Thesis Examination Committee
Prof Rachel Quan ZHANG, IEDA/HKUST (Chairperson)
Prof Amine BERMAK, ECE/HKUST (Thesis Supervisor)
Prof Pedro SANDER, CSE/HKUST (Thesis Co-supervisor)
Prof Hongbo FU, School of Creative Media, City University of Hong Kong (External Examiner)
Prof Chi Ying TSUI, ECE/HKUST
Prof Bertram SHI, ECE/HKUST
Prof Huamin QU, CSE/HKUST
Image sensors have become ubiquitous because of the increasing need for entertainment demand, mobile applications, Internet of things (IoTs) and auto-driving vehicles. In addition to the requirement for improved image quality, the power consumption is also becoming a key design factor especially for the wireless sensor networks (WSNs) where sensors need to be deployed at large scale. Substantial research work has already been proposed for low power CMOS image sensors. Unlike previous work that optimizes the power consumption through circuitry techniques, this dissertation rethinks the imaging system and introduces methods to achieve extremely low power image acquisition through computational photography techniques.
First, we propose a lossy image compression algorithm called Microshift which achieves state-of-the-art on-chip compression performance while preserving hardware friendliness. To implement this algorithm, we propose a hardware architecture and validate it on FPGA. The results on the ASIC design further validates the power efficiency. The sensor achieves power as low as 59.7 pJ/(pixel frame) while running on 1530 frames per second. To enable high-performance decompression, we propose two methods. One is based on Markov random field optimization which provides PSNR > 34dB for a 1.25bit/pixel image.

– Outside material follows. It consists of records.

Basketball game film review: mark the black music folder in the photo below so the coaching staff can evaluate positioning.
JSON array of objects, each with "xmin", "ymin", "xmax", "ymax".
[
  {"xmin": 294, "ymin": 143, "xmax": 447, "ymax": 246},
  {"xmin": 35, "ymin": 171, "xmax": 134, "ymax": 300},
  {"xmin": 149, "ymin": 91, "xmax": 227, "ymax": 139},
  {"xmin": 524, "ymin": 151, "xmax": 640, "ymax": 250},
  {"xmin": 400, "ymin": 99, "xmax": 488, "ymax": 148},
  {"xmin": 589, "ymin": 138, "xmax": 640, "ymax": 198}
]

Second, we propose DenResUnet to enhance the bit-depth information so that ADCs for the image sensor quantize fewer bits. The DenResUnet adopts extensive residual learning structure, which greatly improves the perceptual visual quality. Furthermore, we develop an extension which decompresses the Microshift images in real-time. Extensive experiments demonstrate that high-quality results can be obtained even from 1 bit/pixel images.
Third, we propose to adaptively change the sensor sampling rate for aggressive power saving and interpolate the intermediate frames computationally. We propose to establish the dense correspondence between two frames through halfway domain optimization. To account for large displacement, sparse correspondence is jointly considered for the correspondence optimization. This method is validated on real scene images and demonstrates superior robustness to large displacement and image noises than other methods.
Last but not least, we further propose to colorize the videos by propagating the color from a reference image to the subsequent frames. Since the image sensor only needs to capture one color frame, the transmission bandwidth can be greatly reduced. To reconstruct high quality colorized videos, we propose the ColorNet. To further improve the perceptual quality we adopt generative adversarial network (GAN) technique. Our method can also generate consistent improved video results. Our work outperforms the previous methods both quantitatively and quantitatively, demonstrating photo-realistic reconstruction quality.